DATA Step, Macro, Functions and more

Hash Table for Case-Control Matching

Reply
New Contributor
Posts: 3

Hash Table for Case-Control Matching

Hi all, I recently started trying to use hash tables for case control matching.  My goal is to do the following.

1) On the first run match cases to two controls very closely.  Ideally I would find all my matched controls in this step but there are two possibilities

     a) I only find 1 control that meets this criteria

     b) I don't find any controls to meet criteria.

2)  For all those cases that fall under a, and b I would like to run the matching again with  a wider tolerance on the matching.

I found some code from SAS Edmonton user group by George Zhu that does step 1.  I tried to modify the code so that it would go through and do step 1 and then for any cases left over go and do step 2. 

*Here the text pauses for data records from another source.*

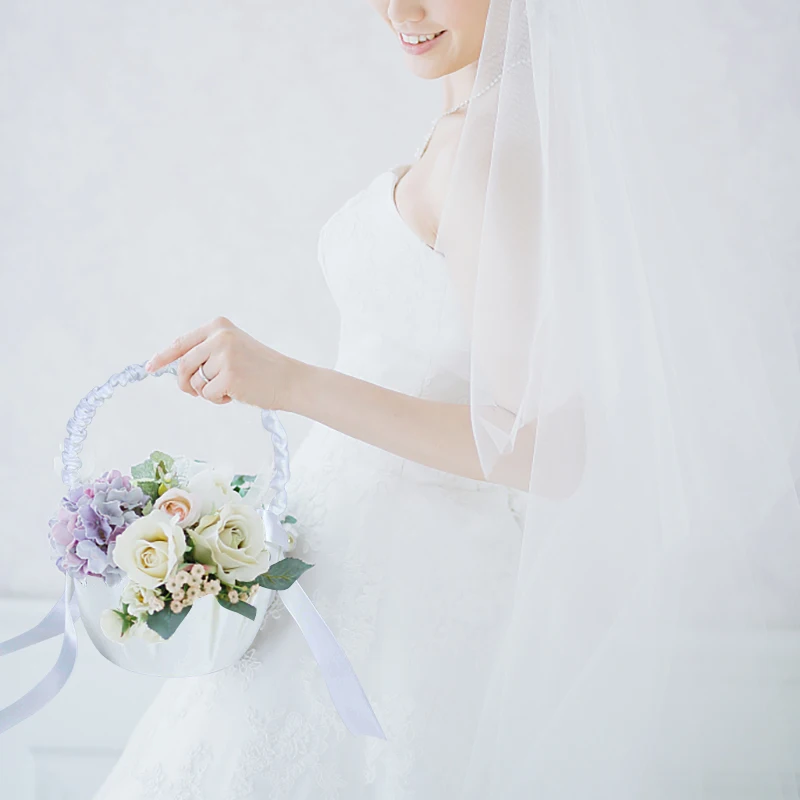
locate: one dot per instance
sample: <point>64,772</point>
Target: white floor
<point>64,751</point>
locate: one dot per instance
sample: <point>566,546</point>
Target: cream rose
<point>111,625</point>
<point>232,540</point>
<point>185,505</point>
<point>212,489</point>
<point>150,549</point>
<point>137,598</point>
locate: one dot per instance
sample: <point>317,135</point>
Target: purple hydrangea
<point>89,520</point>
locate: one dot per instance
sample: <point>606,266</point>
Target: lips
<point>421,47</point>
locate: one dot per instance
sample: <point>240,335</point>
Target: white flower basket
<point>209,639</point>
<point>210,636</point>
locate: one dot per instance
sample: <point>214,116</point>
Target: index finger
<point>180,346</point>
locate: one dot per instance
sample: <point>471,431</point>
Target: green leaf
<point>144,471</point>
<point>165,622</point>
<point>240,482</point>
<point>282,574</point>
<point>159,456</point>
<point>245,609</point>
<point>127,619</point>
<point>150,488</point>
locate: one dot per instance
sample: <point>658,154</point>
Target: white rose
<point>179,503</point>
<point>212,489</point>
<point>111,625</point>
<point>232,539</point>
<point>150,549</point>
<point>137,598</point>
<point>145,632</point>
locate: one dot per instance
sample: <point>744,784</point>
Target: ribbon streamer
<point>59,620</point>
<point>343,685</point>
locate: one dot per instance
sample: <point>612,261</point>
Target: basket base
<point>211,637</point>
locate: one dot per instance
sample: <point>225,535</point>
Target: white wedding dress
<point>413,572</point>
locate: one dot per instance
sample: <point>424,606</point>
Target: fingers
<point>189,380</point>
<point>186,342</point>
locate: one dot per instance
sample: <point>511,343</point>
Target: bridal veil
<point>622,228</point>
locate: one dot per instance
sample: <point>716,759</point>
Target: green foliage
<point>127,619</point>
<point>282,574</point>
<point>245,609</point>
<point>165,622</point>
<point>149,475</point>
<point>242,483</point>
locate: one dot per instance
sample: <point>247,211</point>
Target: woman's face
<point>463,23</point>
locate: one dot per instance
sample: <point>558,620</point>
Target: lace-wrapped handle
<point>78,425</point>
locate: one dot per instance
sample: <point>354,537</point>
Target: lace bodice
<point>401,326</point>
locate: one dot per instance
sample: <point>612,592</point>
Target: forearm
<point>429,432</point>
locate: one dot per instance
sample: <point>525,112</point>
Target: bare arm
<point>429,432</point>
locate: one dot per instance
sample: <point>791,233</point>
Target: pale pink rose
<point>181,503</point>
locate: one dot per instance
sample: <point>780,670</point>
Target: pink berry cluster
<point>187,585</point>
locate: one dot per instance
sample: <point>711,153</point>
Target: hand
<point>238,366</point>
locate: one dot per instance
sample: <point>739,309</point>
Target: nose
<point>404,11</point>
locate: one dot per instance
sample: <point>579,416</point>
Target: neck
<point>458,85</point>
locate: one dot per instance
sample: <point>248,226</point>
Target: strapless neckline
<point>394,174</point>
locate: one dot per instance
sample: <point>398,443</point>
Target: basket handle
<point>78,425</point>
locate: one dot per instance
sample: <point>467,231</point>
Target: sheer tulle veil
<point>621,228</point>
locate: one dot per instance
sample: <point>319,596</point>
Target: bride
<point>552,491</point>
<point>415,550</point>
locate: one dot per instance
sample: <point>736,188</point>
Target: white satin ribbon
<point>343,685</point>
<point>59,620</point>
<point>345,690</point>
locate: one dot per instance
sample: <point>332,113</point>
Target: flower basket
<point>173,568</point>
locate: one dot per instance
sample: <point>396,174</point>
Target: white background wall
<point>161,162</point>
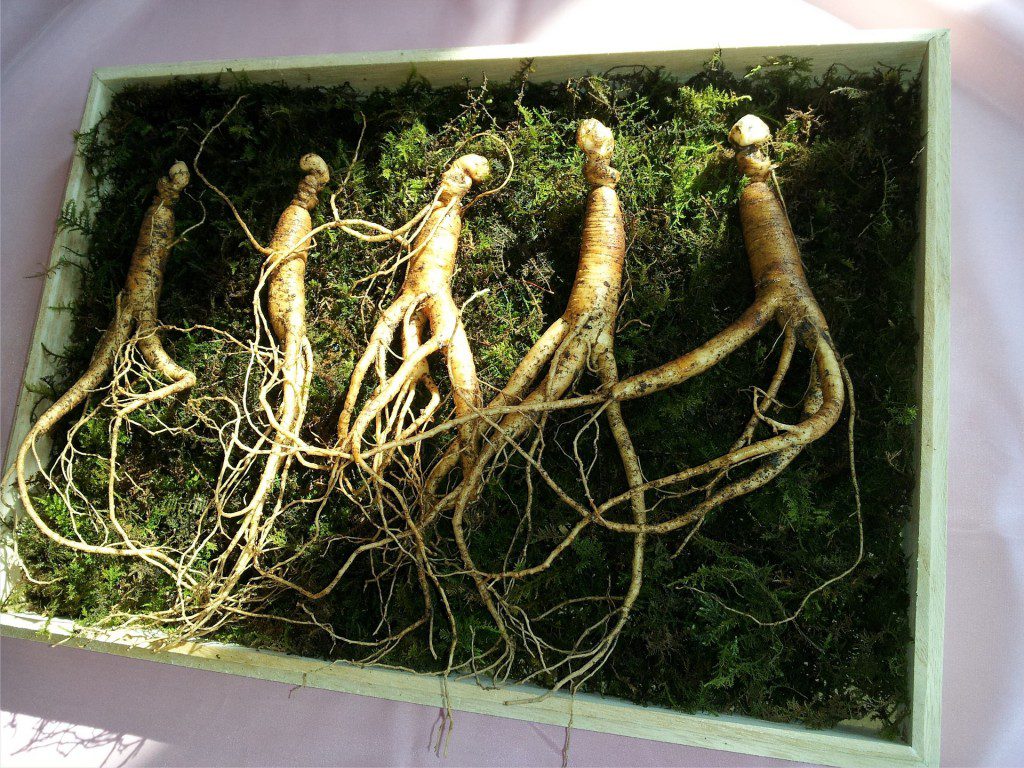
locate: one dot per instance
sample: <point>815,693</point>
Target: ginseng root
<point>134,326</point>
<point>782,294</point>
<point>582,339</point>
<point>425,300</point>
<point>288,383</point>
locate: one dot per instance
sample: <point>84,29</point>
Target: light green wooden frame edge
<point>592,713</point>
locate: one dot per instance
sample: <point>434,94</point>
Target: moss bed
<point>846,147</point>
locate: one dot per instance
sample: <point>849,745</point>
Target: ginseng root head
<point>596,140</point>
<point>460,177</point>
<point>749,135</point>
<point>315,179</point>
<point>170,186</point>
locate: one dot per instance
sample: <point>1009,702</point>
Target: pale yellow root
<point>287,314</point>
<point>135,321</point>
<point>581,339</point>
<point>425,299</point>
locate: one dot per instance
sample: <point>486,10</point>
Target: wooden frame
<point>924,51</point>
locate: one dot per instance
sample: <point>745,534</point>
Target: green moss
<point>847,147</point>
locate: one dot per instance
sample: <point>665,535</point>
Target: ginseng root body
<point>135,325</point>
<point>782,295</point>
<point>283,395</point>
<point>429,323</point>
<point>582,339</point>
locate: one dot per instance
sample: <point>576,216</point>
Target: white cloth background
<point>73,708</point>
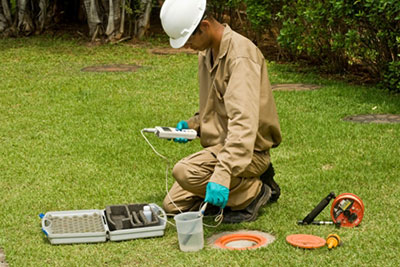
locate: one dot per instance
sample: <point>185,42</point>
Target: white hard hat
<point>179,19</point>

However, I have failed in my attempts to do this.

Part of the problem is that the second run is overwriting the results of the first so closer matches are getting over written with looser  matches.  This is because of  the  cases.replace() in the second loop.  Changing the replace to an .add() does not do what I want either because it adds to those that already have 2 matches.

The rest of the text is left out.